Preços de aplicações chegaram a subir 159% após a pandemia em 2020

Gabriella Weiss, da CNN Brasil, São Paulo
Compartilhar matéria

O mercado brasileiro de defensivos agrícolas deve crescer 8% em valor na safra 2025/26 em relação ao ano-safra anterior, impulsionado principalmente pelas culturas de soja e milho, com base na expansão de área plantada e na intensificação dos manejos.

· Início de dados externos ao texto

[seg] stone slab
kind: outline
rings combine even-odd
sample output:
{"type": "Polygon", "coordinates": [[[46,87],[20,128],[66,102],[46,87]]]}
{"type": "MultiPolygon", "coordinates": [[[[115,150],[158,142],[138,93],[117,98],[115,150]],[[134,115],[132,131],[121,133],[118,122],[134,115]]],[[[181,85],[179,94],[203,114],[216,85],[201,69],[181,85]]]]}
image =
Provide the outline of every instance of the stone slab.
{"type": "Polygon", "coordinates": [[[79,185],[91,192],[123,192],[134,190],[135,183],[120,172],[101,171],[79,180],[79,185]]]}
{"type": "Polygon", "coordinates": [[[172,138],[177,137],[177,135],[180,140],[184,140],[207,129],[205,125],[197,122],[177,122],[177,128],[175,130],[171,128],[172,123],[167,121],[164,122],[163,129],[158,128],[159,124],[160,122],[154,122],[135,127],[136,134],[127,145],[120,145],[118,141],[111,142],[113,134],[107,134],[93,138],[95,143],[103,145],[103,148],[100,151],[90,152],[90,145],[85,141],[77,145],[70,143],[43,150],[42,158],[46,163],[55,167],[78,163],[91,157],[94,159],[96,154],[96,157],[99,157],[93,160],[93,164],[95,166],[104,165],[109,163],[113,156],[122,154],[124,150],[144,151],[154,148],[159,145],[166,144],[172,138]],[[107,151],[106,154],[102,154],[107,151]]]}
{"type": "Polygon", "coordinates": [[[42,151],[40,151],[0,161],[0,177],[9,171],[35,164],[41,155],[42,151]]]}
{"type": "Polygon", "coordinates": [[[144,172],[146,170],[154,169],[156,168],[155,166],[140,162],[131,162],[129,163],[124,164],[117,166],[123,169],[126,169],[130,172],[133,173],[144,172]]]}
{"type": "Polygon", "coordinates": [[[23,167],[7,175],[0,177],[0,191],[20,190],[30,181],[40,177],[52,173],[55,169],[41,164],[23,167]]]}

A estimativa é da Kynetec.

Na safra 2024-25, a mais recente consolidada pela consultoria, o setor movimentou R$ 98,7 bilhões, alta de 3% em relação ao ciclo anterior, quando o faturamento foi de R$ 95,9 bilhões, indicando uma recuperação do setor. Em dólar, porém, houve recuo de 7%, de US$ 19,4 bilhões para US$ 18,1 bilhões, influenciado pela desvalorização cambial no período.

De acordo com a consultoria, a taxa de câmbio média passou de R$ 4,94 para R$ 5,46 entre as safras, o que explica a diferença de desempenho entre as moedas. O resultado em reais interrompe a queda registrada em 2023/24, quando o mercado havia recuado 13%.

Na safra 2023/24, apesar de um avanço de 1% na área plantada e de 9% na intensidade de tratamentos, os preços dos insumos caíram, impactando o faturamento do setor. O valor de mercado passou de R$ 110,1 bilhões em 2022/23 para R$ 95,9 bilhões no ciclo seguinte.

Oscilações do setor

Segundo a Kynetec, o comportamento recente do setor reflete oscilações ao longo das últimas safras. 

Os dados da Kynetec mostram cinco safras marcados por significativa elevação de preços de defensivos, a partir da chegada da pandemia de coronavírus, sucedidos por períodos de perdas nos valores dos insumos, conforme o gerente de pesquisas da consultoria, Lucas Alves.

Entre 2020/21 e 2022/23, o valor de mercado passou de R$ 61,4 bilhões para R$ 110,1 bilhões, impulsionado principalmente pela alta nos preços dos insumos. No período, o custo médio por aplicação subiu de R$ 37,93 para R$ 54,15 por hectare.

“Todos os segmentos de produtos foram atingidos pela inflação nos preços, como os herbicidas, principalmente os não seletivos. Uma aplicação que custava R$37,68, em 2020-21, passou a valer, em média, R$97,60 (+159%) em 2022-23”, diz Alves.

A elevação dos preços esteve associada a fatores como restrições de oferta global, com paralisações industriais em países fornecedores, além do aumento nos custos logísticos e da valorização do dólar. Ao mesmo tempo, a alta nas cotações de commodities como soja e milho contribuiu para sustentar a demanda por insumos.

Já na safra 2024/25, a leve recuperação em reais ocorreu em um cenário de aumento da área plantada, estimado em 2%, e manutenção da intensidade de manejo em níveis elevados. Ainda assim, os preços dos defensivos seguiram em trajetória de acomodação, com recuo médio apontado pela consultoria.

O estudo também indica expansão contínua da área potencial tratada no país, que alcançou cerca de 2,39 bilhões de hectares na safra 2024/25, com crescimento ao longo dos últimos ciclos.